Prices for this process vary widely. You need a special machine to re-bezel the VDOs, (unlike the Smith's instruments which are considerably easier to do). There is a Morgan Agent that charges £350 for 6 instruments! I had 7 done for less than 100 Euros. The seventh was a VDO clock to match the others. I searched for weeks and finally found it new in the US from Jeg's for a very reasonable price.
The instruments came back looking simply splendid.
The carpets had seen better days. We replaced the lot with upgraded (Jaguar) quality using the services of Heart of England Morgans. They cut and trim and also make the seat section pieces separately which allows you to remove and clean them easily. The later cars have the seat piece in a single section which means it cannot be removed without removing the entire seat.
5. Seat Belts
I am not a fan of Morgan seat belts. Their retractable feature gobbles up precious space better used for other things and the latch is something you have to hunt and peck for when you need to get out of the car in an emergency. The belt routing used in the later cars is tortuous and it always get tangled in the tonneau. They are very ugly.
In both our Plus 8s, we opted for something simpler, safer and prettier. I use a classic chrome lap-latch system that can be found in and instant (even when panicked) and opened at a simple single movement. The belts are not retractable and take up far less space. (A retractable feature is only useful in a car with constantly changing riders.) To brace the top point on the wheel well, I run a cable from the holding bolt underneath to the frame. This prevents the rear wing from detaching with the severe pull at the bolt in an impact..it is easy, non-invasive and possibly life-saving.
6. Sound system
My lady and I like to roll down small country roads to old Bob Dylan and even older Vivaldi. To feed that habit, we have sound systems in our cars. We look for something (on both continents) that can properly service a Morgan. On both sides of the Atlantic we have settled on a Ford product indigenous to the area. In North America it is called a CD-6 and in Europe, it is a FORD 6006. These upper class, high quality affairs are slightly different but both have 4 channels @ 20 amps and contain an AM/FM cd player and a 6 CD deck in the space of a normal large been auto radio.

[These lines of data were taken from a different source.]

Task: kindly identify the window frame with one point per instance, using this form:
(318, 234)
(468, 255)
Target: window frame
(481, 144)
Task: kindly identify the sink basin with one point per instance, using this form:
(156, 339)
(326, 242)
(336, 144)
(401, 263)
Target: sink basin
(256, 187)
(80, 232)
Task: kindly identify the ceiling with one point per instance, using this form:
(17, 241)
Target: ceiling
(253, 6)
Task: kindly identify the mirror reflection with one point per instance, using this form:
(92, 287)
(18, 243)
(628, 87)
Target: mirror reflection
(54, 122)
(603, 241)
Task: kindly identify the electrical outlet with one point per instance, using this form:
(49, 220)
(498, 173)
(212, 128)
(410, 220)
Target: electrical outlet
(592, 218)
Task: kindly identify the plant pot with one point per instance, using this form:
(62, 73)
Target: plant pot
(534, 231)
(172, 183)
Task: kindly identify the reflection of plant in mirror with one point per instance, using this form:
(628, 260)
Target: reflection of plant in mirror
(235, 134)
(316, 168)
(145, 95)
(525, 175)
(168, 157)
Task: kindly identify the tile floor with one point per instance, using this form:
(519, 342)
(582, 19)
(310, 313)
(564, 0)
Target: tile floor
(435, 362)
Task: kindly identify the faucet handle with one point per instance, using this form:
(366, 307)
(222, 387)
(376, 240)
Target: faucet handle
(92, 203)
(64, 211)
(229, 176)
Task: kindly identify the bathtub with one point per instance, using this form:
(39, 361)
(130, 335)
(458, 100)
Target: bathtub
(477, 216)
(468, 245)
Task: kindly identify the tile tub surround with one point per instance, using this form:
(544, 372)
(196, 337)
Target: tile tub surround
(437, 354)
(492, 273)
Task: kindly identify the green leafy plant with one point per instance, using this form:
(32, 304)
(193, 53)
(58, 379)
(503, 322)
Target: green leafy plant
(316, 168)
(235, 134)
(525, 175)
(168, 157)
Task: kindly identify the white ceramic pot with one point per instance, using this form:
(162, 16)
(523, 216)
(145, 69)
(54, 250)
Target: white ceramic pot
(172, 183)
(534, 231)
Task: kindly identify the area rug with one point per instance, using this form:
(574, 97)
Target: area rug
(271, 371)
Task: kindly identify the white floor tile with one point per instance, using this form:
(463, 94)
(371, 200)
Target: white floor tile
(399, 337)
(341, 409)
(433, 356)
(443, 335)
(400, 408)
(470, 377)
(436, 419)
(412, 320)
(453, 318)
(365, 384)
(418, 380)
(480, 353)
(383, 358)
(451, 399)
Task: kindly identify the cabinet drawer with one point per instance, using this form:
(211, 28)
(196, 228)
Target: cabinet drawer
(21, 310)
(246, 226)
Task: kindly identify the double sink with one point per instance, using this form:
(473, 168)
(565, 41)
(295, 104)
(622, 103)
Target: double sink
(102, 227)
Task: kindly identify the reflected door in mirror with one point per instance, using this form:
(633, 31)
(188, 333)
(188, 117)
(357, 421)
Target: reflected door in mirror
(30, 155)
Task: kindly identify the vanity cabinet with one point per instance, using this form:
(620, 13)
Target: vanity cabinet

They are expensive from the dealers ($900 US or £600 in the UK) but you can get them new and inexpensive ($250 or £200) on eBay in either country. There is a generic plug made that makes installation easy. Make SURE you source the plug (also on eBay) before you buy the unit. In the UK, you can find the 6006 in a Morgan matching burl walnut finish if you are patient.
In both countries, we fashioned an easily removable console to fit the system on the gearbox tunnel. In the case of this car, Ben Duncan, the Morgan Agent and audio expert, fitted beautifully matched speakers in the quarter panels and another set in the side panels forward of the doors.